Avec un rejet pour le moins sec du recours de la Commune.
https://justice.pappers.fr/decision/6f06764c3cc21f91cb9b05b22c93c46309840e07Le profane ou le défenseur de l'environnement sera certainement choqué par un rejet aussi lapidaire et estimer que la motivation est pour le moins succincte. C'est oublier que sur ce type de contentieux, le Conseil d'Etat est un juge de cassation se bornant à vérifier la bonne application de la règle de droit par les juridictions du fond.
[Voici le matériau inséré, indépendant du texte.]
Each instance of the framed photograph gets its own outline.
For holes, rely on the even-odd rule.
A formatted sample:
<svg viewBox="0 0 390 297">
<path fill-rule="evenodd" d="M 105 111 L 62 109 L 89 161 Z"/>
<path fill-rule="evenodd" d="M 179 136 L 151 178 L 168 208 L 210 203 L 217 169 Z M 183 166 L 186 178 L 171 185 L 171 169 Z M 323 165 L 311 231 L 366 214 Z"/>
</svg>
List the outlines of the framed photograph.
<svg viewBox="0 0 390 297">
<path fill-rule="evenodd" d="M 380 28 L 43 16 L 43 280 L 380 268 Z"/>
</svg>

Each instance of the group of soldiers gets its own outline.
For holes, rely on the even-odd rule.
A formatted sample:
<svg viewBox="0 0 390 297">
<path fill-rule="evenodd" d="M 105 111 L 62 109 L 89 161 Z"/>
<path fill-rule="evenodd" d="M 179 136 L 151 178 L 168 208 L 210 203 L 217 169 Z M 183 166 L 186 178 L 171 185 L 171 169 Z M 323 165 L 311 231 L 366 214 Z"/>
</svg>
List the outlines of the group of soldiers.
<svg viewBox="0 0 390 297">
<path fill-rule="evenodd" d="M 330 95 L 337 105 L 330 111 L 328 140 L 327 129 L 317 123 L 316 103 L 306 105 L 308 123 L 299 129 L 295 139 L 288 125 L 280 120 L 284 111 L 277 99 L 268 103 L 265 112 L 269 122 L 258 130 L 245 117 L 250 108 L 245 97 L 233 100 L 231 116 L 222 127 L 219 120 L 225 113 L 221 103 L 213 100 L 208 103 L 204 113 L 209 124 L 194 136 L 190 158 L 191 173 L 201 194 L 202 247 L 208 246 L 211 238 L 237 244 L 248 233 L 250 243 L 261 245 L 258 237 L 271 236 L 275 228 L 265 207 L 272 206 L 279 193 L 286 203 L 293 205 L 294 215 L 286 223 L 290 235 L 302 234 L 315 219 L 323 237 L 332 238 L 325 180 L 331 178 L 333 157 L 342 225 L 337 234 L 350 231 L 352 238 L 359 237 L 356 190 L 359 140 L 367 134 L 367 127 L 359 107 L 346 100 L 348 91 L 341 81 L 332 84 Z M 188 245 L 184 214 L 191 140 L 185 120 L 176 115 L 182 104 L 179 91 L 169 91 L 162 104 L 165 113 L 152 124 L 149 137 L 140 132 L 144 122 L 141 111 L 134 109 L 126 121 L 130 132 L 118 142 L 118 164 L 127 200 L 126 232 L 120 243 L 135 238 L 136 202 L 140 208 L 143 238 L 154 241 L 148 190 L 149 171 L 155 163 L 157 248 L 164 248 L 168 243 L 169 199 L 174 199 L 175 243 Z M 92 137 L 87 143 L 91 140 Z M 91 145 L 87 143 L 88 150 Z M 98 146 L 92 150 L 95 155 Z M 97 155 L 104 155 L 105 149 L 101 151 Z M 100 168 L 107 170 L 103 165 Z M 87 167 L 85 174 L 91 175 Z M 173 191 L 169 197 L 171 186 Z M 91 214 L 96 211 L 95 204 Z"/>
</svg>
En réalité, quand le Conseil d'Etat écrit « Aucun de ces moyens n'est de nature à permettre l'admission du pourvoi. », cela signifie qu'après examen minutieux du dossier (oui, un Conseiller d'Etat lit tout, vraiment tout, le dossier, des décisions de 1ère instance & appel jusqu'aux mémoires et pièces de chaque partie) le Conseil d'Etat a estimé que le juge d'appel avait parfaitement rempli son office en répondant point par point, et de façon motivée, aux éléments soulevés par les requérants, et fait une application correcte de la règle de droit.
Un moyen d'annoncer la couleur sur l'issue des recours à venir sur ce sujet en invitant les juges d'appel à ne pas méconnaître leur office.
En clair, la procédure non conforme / habitants non consultés évoquée dans le reportage sur la base du seul ressenti des opposants est une légende urbaine.